Byklik.com | Banda Aceh – Kejaksaan Negeri (Kejari) Banda Aceh menyetorkan uang pengganti sebesar Rp2.560.308.776,54 ke kas negara setelah berhasil memulihkan kerugian keuangan negara dalam perkara korupsi pengadaan langsung tempat cuci tangan dan sanitasi (wastafel) di lingkungan Dinas Pendidikan Aceh Tahun Anggaran 2020.
Penyetoran tersebut merupakan tindak lanjut pelaksanaan putusan pengadilan yang telah berkekuatan hukum tetap terhadap perkara korupsi pengadaan wastafel untuk SMA, SMK, dan SLB di seluruh Aceh yang bersumber dari APBA Tahun Anggaran 2020.
Kepala Kejaksaan Negeri Banda Aceh, Bobbi Sandri SH MH, mengatakan uang pengganti itu merupakan hasil eksekusi putusan pengadilan terhadap lima terpidana yang terbukti melakukan tindak pidana korupsi.
“Ini merupakan uang pengganti dari pelaksanaan eksekusi putusan pengadilan dalam perkara tindak pidana korupsi atau penyalahgunaan wewenang pengadaan langsung tempat cuci tangan dan sanitasi atau wastafel pada SMA, SMK, dan SLB di seluruh Aceh Tahun Anggaran 2020,” kata Bobbi saat penyerahan uang pengganti di Aula Wicaksana Kejari Banda Aceh, Kamis, 23 Juli 2026.

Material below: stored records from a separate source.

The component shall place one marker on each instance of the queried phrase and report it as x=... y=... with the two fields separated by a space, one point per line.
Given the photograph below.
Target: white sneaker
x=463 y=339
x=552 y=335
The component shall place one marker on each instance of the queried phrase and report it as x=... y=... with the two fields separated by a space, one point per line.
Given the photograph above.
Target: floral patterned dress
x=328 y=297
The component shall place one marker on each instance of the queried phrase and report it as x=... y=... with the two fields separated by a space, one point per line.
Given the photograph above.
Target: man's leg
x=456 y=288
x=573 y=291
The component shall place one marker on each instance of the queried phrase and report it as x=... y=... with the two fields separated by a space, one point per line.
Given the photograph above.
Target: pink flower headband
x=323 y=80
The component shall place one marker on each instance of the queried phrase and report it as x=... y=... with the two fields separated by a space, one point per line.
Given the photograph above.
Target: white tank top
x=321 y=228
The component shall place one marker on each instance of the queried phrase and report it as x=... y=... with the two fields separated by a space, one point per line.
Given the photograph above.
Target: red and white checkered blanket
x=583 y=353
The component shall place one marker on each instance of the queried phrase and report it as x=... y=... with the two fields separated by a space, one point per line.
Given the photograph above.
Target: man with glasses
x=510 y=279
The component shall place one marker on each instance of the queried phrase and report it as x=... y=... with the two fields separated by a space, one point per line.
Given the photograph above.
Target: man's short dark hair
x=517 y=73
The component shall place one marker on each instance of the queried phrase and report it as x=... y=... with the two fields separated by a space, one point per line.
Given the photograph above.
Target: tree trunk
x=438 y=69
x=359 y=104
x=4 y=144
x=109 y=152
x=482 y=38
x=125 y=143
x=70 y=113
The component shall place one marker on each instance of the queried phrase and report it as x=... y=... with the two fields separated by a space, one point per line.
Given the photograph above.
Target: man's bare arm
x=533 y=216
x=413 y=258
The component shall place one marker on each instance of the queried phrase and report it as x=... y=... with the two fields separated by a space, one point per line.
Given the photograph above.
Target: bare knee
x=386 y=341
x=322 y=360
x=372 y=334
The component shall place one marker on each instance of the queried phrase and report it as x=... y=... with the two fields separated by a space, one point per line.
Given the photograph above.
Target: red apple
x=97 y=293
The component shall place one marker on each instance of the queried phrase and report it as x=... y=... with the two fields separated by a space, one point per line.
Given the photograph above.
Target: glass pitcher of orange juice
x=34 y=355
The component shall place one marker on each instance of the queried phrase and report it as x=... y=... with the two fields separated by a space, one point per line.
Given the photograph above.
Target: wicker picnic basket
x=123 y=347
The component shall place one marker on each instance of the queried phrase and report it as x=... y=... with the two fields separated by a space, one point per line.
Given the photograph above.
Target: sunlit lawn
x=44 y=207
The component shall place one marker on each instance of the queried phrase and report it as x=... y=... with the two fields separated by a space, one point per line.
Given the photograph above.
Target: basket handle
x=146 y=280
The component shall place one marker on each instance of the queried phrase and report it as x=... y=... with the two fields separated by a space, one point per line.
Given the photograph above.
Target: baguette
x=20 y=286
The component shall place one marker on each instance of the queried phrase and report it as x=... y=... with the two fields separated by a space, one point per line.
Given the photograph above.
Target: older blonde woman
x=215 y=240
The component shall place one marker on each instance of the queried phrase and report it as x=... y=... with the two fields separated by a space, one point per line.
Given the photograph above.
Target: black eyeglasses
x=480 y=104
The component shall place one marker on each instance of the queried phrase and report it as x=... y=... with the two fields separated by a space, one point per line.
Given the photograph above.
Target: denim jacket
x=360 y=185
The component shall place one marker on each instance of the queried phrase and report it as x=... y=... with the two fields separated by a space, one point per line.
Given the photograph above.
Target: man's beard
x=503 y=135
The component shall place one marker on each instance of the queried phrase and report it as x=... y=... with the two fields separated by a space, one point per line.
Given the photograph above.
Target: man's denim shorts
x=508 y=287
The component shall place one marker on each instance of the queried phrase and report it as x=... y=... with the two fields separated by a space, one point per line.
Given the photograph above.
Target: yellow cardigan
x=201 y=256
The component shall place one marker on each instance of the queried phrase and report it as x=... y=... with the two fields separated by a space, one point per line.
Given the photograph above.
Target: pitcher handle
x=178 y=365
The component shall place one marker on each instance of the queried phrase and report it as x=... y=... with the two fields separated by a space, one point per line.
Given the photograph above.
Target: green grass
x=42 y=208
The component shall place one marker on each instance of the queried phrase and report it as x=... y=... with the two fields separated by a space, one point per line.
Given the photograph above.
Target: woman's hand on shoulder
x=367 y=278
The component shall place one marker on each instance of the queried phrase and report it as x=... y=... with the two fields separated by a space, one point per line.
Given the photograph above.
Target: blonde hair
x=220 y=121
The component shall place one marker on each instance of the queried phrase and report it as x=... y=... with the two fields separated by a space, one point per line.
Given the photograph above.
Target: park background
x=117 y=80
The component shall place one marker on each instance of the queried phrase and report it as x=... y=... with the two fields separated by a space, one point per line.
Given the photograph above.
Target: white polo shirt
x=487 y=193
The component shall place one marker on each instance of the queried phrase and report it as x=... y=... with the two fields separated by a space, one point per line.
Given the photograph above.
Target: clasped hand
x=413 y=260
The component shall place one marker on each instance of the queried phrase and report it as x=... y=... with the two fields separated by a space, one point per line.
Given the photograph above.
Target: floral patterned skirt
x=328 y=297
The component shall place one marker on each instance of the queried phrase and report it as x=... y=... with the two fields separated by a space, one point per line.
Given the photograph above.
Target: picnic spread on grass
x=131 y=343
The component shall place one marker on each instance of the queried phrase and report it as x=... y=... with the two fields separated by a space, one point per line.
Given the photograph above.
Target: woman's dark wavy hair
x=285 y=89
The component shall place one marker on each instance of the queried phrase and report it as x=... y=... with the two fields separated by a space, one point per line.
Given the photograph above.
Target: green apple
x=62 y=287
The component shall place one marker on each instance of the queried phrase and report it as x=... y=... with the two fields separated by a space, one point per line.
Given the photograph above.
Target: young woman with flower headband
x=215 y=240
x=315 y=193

Bobbi menjelaskan, uang pengganti tersebut dibayarkan oleh lima terpidana berinisial SMY, MR, MI, AH, dan HR. Besaran yang harus dibayarkan masing-masing berbeda, mulai Rp225.183.901,29 hingga Rp740.025.291,55, dengan total mencapai Rp2.560.308.776,54.
Selain diwajibkan membayar uang pengganti, kelima terpidana juga dijatuhi hukuman penjara selama dua tahun. Mereka turut dikenai denda masing-masing Rp50 juta. Namun, karena menyatakan tidak mampu membayar denda, hukuman tersebut diganti dengan pidana kurungan selama 50 hari.
Menurut Bobbi, pelaksanaan eksekusi pidana penjara terhadap kelima terpidana telah dilakukan pada Rabu, 16 Juli 2026. Sementara seluruh uang pengganti yang telah diterima kemudian disetorkan ke kas negara melalui Bank Syariah Indonesia (BSI) Kantor Cabang Pembantu Batoh, Banda Aceh.
Ia menegaskan, penyetoran uang pengganti tersebut menjadi bagian dari komitmen Kejaksaan dalam memulihkan kerugian negara sekaligus memastikan setiap putusan pengadilan dijalankan secara tuntas.
“Penanganan perkara ini merupakan wujud komitmen Kejaksaan dalam mendukung pemberantasan tindak pidana korupsi, melindungi keuangan negara, serta memastikan setiap penggunaan anggaran pendidikan dilaksanakan secara transparan, efektif, dan bertanggung jawab,” tegas Bobbi.
Bobbi juga mengingatkan seluruh satuan kerja pemerintah, baik di tingkat kabupaten/kota, provinsi, maupun BUMN dan BUMD, agar memperkuat tata kelola pengelolaan keuangan negara guna mencegah terjadinya tindak pidana korupsi.